Figure 16 Figure 17 Figure 18
Some power systems as used in Holley, Rochester and Stromberg carburetors will be vacuum-operated using the piston, stem and valve arrangement as described earlier (figure 16). Others of the same basic type (Holley carburetors) will use a diaphragm in place of the piston (figure 17). Vacuum working against the diaphragm operates the unit in the same manner.
Other systems as used in late model 2 and 4-barrel Ford and Holley carburetors will also be vacuum-operated but through the use of a self-contained power valve assembly (figure 18). This type has a diaphragm built into the power valve unit and is connected directly to the plunger controlling open and closed positions in the following manner.
The manifold vacuum acting on one side of the diaphragm at idle and normal load conditions is strong enough to hold the diaphragm inward closing off the plunger opening by overcoming the tension of a built-in power valve spring.
When high-power demands place a greater load on the engine and intake manifold vacuum drops below a predetermined point, the power valve spring overcomes the reduced vacuum acting upon the diaphragm opening the valve. Fuel flows through the valve until engine demands decrease resulting in an increase of vacuum once again closing the valve by means of diaphragm movement.
While most carburetor power systems use the separate power valve method as described above, practically all Carter carburetors are designed to incorporate a movable metering rod (or step-up rod) working up and down in the metering jet varying the area of the jet thus controlling the amount of fuel flow through it. The specific design and application of the metering rod method which Carter uses will vary according to their different model carburetors, but for purposes of illustration the following is the basic manner in which it operates. Refer to figure 19.
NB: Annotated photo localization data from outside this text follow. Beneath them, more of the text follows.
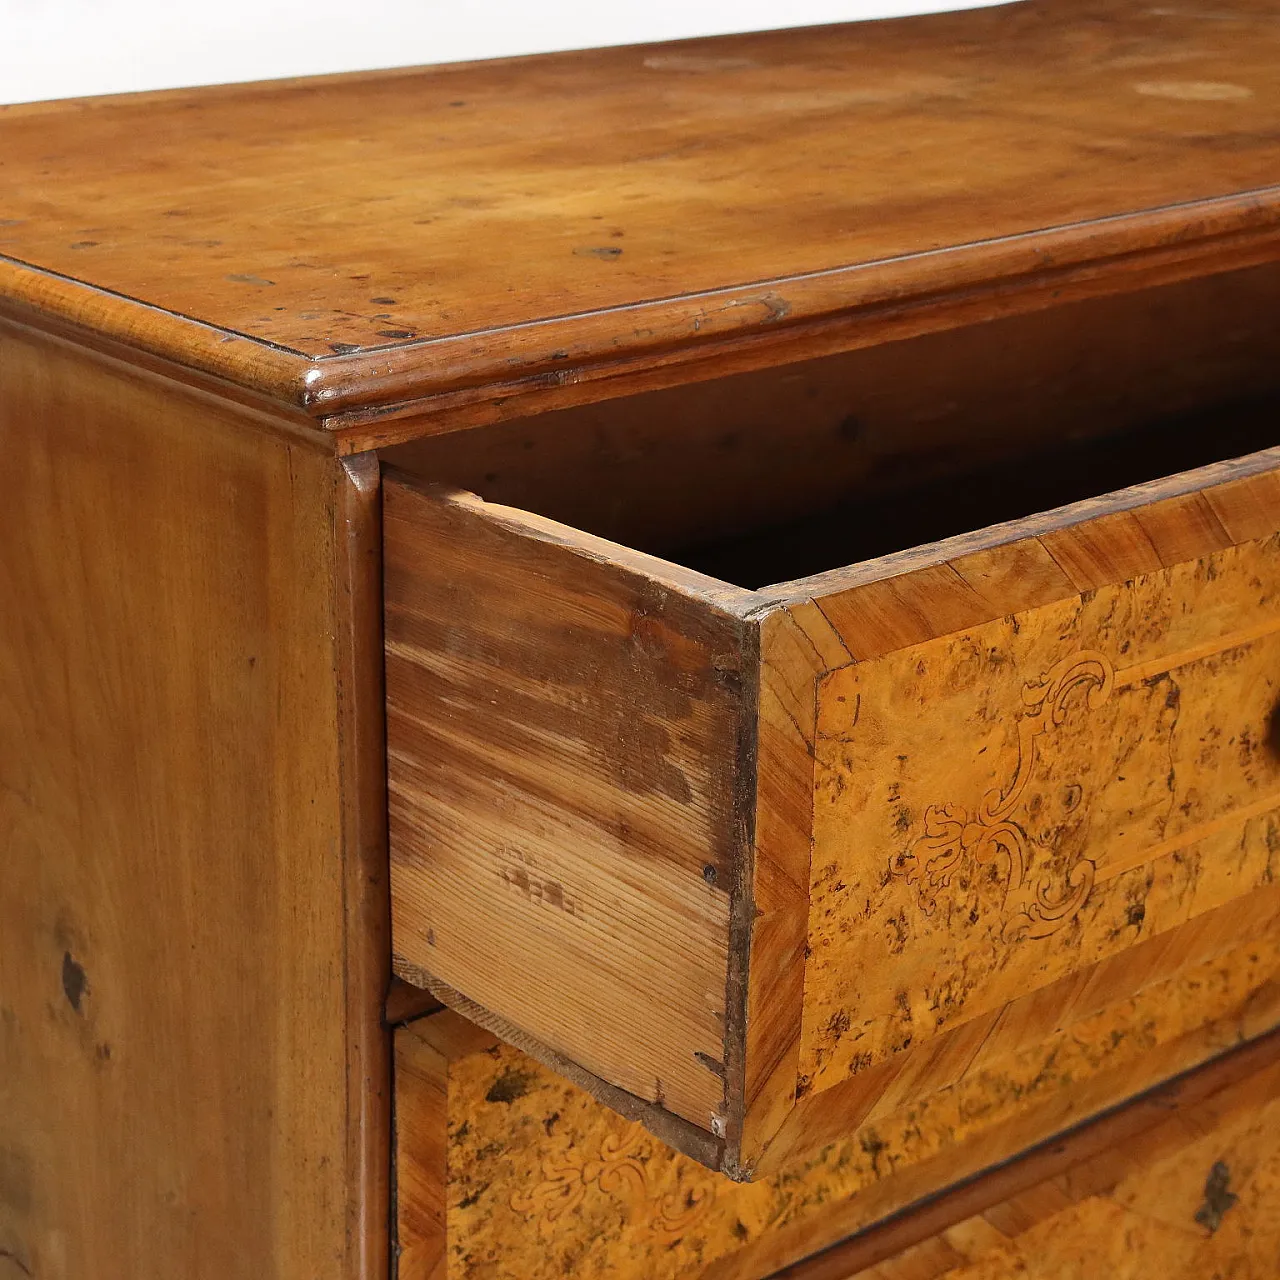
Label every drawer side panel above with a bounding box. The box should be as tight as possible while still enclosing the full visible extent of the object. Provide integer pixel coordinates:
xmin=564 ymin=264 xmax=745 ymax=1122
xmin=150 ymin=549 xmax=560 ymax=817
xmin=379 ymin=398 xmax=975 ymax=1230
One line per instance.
xmin=385 ymin=478 xmax=747 ymax=1133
Fuel for part-throttle and full-throttle operation is supplied through the high-speed circuit. The position of the step-up rod in the main metering jet controls the amount of fuel permitted to reach the discharge nozzles. The step-up rod, having different size steps at the base, is connected to a spring-loaded vacuum piston and positioned in the metering jet according to the strength of the intake manifold vacuum applied to the base of the vacuum piston.
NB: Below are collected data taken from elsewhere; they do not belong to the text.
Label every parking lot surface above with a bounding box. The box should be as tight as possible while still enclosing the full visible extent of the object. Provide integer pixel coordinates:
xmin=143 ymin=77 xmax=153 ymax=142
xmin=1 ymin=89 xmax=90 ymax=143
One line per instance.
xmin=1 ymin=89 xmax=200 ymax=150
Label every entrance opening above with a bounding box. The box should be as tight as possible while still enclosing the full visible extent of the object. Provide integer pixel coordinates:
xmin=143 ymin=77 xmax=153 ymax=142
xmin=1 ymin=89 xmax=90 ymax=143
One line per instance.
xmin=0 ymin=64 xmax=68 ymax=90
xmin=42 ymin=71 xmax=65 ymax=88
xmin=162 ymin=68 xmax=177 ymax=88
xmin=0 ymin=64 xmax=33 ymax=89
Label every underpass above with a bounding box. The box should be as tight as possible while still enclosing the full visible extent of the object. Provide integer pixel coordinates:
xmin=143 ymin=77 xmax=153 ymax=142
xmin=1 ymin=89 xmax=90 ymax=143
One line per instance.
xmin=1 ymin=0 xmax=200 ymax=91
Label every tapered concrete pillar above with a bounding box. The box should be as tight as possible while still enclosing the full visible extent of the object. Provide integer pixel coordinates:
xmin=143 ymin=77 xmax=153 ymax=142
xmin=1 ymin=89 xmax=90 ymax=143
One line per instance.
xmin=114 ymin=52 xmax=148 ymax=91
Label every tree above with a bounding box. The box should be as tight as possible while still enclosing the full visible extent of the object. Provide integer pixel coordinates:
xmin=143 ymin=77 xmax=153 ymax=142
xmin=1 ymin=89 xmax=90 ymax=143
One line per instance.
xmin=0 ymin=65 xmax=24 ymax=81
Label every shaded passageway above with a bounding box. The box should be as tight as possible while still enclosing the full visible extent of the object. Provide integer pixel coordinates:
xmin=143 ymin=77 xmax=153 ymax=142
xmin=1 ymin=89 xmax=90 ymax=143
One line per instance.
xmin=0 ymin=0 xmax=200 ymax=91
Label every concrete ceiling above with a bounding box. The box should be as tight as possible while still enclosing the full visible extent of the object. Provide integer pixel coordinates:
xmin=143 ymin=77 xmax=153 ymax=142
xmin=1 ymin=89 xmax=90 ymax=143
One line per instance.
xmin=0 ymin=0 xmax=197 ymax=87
During part-throttle operation, manifold vacuum overcomes the strength of the spring under the piston pulling the piston and rod assembly down. The large diameter of the metering or step-up rod is now held in the main metering jet. Fuel is now being metered around the large diameter of the rod.
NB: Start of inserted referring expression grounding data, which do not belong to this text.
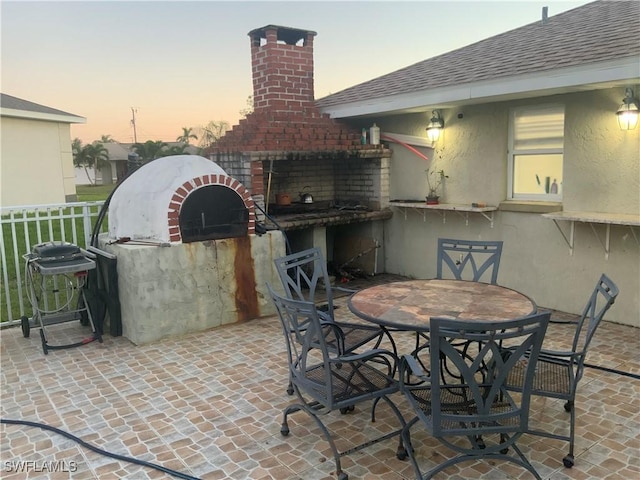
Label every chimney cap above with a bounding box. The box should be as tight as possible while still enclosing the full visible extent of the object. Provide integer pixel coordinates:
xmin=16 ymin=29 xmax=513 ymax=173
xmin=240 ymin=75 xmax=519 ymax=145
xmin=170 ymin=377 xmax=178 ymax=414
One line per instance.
xmin=248 ymin=25 xmax=317 ymax=44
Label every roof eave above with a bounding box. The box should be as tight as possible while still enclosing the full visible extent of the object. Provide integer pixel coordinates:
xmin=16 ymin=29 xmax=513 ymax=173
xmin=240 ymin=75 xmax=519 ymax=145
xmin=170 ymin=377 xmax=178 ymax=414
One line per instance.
xmin=0 ymin=108 xmax=87 ymax=124
xmin=319 ymin=56 xmax=640 ymax=118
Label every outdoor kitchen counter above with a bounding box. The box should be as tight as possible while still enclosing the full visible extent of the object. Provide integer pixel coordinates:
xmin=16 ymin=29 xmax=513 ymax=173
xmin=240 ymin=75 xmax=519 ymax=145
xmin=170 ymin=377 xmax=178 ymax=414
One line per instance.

Under power demands or wide-open throttle, manifold vacuum drops to the point where the tension of the step-up piston spring being stronger than vacuum forces the piston and rod upward. The smaller diameter of the step-up rod now being located in the main metering jet permits a larger quantity of fuel to flow by.
The design of Carter carburetors will vary in that only one metering rod is used for single-barrel carburetors - two rods for 2 and 4-barrel carburetors. Some models will use a mechanically operated metering rod to coincide with throttle valve movement, plus a vacuum-operated step-up piston and rod assembly for power demands. Step-up rods do not require an adjustment upon reassembling carburetor. Metering rods require an adjustment, and complete instructions with accompanying illustrations are included with each Echlin carburetor tune-up kit.